Democrats’ criticism of Ryan’s plan led his backers to unearth a video clip from last year in which Bowles spoke highly of both Ryan and his budget.
Speaking at the University of North Carolina last September, Bowles said, ““Have any of you met Paul Ryan? We should get him to come to the university. I’m telling you this guy is amazing, uh. I always thought that I was OK with arithmetic, but this guy can run circles around me. And he is honest. He is straightforward. He is sincere.”
And Bowles didn’t stop with personal praise. He also said he liked what Ryan had achieved: “And the budget that he came forward with is just like Paul Ryan. It is a sensible, straightforward, serious budget and it cut the budget deficit by $4 trillion … just like we did.

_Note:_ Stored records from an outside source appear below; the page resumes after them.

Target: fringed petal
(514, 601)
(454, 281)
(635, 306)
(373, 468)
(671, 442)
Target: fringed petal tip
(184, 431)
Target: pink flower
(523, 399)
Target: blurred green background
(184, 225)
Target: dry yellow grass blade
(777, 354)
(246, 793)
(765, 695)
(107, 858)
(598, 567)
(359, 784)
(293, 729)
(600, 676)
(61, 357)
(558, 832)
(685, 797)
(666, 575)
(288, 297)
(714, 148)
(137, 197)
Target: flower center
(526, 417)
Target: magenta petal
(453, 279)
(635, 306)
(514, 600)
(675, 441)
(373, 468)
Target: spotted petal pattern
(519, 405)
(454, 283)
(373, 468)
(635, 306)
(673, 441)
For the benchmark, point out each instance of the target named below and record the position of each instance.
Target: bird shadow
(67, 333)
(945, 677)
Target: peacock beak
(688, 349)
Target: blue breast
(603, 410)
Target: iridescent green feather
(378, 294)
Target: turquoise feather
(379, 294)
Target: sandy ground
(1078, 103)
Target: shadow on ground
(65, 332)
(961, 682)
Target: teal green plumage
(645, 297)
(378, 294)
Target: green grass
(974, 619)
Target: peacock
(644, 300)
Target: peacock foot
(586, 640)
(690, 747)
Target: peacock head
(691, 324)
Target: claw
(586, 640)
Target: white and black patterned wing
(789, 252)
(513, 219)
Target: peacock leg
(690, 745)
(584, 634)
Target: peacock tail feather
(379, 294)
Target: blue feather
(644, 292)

The president came out with his own plan and the president came out, as you will remember, with a budget and I don’t think anyone took that budget very seriously. Um, the Senate voted against it 97 to nothing.”
Then, last Friday, Alan Simpson weighed in on Ryan’s selection, saying that while he didn’t believe Ryan had been actively seeking to become Romney’s running mate, that status will let him become “a spokesman for hard truth against fakery.”

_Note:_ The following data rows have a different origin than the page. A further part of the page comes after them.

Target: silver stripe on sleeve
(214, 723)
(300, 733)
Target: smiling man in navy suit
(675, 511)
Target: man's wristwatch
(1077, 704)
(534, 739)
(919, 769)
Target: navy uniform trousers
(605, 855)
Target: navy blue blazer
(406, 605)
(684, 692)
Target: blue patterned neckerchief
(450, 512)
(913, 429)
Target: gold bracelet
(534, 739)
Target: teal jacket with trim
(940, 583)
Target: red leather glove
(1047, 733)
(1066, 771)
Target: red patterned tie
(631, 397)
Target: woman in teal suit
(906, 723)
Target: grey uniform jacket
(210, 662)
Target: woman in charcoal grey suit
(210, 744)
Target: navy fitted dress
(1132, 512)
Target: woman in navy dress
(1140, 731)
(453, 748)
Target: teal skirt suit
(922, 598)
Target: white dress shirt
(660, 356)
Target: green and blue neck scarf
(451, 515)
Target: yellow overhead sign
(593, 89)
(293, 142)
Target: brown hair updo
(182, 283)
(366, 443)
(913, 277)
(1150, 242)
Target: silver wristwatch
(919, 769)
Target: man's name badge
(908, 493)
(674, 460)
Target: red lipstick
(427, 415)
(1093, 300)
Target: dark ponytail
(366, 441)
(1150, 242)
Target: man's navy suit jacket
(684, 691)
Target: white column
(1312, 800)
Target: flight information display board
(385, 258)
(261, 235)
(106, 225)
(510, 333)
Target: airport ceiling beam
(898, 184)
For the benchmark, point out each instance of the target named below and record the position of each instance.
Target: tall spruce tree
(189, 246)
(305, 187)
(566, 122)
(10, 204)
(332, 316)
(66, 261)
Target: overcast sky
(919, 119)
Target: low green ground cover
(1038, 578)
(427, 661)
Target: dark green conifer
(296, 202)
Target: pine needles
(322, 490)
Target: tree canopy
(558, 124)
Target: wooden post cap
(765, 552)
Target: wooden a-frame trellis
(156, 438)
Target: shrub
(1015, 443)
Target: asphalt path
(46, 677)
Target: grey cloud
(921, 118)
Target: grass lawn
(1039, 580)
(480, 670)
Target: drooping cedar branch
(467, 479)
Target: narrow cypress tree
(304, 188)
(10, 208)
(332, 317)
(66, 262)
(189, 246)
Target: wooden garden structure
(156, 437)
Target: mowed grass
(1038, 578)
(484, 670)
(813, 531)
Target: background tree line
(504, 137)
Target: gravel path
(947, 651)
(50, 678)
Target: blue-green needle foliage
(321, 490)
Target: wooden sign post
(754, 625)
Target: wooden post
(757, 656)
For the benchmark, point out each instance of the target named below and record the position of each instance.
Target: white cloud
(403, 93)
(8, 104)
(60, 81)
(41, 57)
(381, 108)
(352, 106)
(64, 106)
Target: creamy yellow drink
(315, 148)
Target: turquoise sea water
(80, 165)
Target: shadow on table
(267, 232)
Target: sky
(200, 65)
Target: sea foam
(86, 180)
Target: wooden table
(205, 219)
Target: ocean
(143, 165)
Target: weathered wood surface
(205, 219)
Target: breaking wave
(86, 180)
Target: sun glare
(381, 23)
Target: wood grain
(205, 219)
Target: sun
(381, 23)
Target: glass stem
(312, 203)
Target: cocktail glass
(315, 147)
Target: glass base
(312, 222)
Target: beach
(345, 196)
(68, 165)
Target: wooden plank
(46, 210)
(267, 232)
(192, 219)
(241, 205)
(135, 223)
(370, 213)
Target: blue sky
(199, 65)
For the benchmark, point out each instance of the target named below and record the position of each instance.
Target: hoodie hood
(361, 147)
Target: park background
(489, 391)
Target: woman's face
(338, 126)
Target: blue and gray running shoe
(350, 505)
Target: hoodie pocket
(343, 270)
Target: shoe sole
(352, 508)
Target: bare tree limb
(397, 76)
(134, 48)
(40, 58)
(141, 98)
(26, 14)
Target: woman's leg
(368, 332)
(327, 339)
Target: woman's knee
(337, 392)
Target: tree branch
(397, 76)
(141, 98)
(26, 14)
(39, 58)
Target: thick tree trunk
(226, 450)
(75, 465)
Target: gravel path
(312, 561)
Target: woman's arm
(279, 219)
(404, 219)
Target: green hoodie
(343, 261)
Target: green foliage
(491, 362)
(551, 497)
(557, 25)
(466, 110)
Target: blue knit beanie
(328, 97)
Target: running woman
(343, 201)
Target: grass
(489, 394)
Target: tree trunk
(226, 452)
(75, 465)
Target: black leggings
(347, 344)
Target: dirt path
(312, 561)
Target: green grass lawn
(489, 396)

Bowles has been critical of Mitt Romney’s plan, writing in a Wall Street Journal column recently that the GOP candidate’s tax plan wasn’t “progressive” enough. Since under current law, the top 5 percent of taxpayers pay 38 percent of all income taxes, and the top 50 percent pay more than 95 percent, it’s hard to see his point.
The nation doesn’t need more money sucked out of the productive private side of the economy to feed the nonproductive governmental side.
Instead, it needs to give freedom full rein—and rein in the out-of-control stampede of federal aggrandizement that is Barack Obama’s true goal.
That might be his intent. But Americans can still prevent it from becoming his legacy.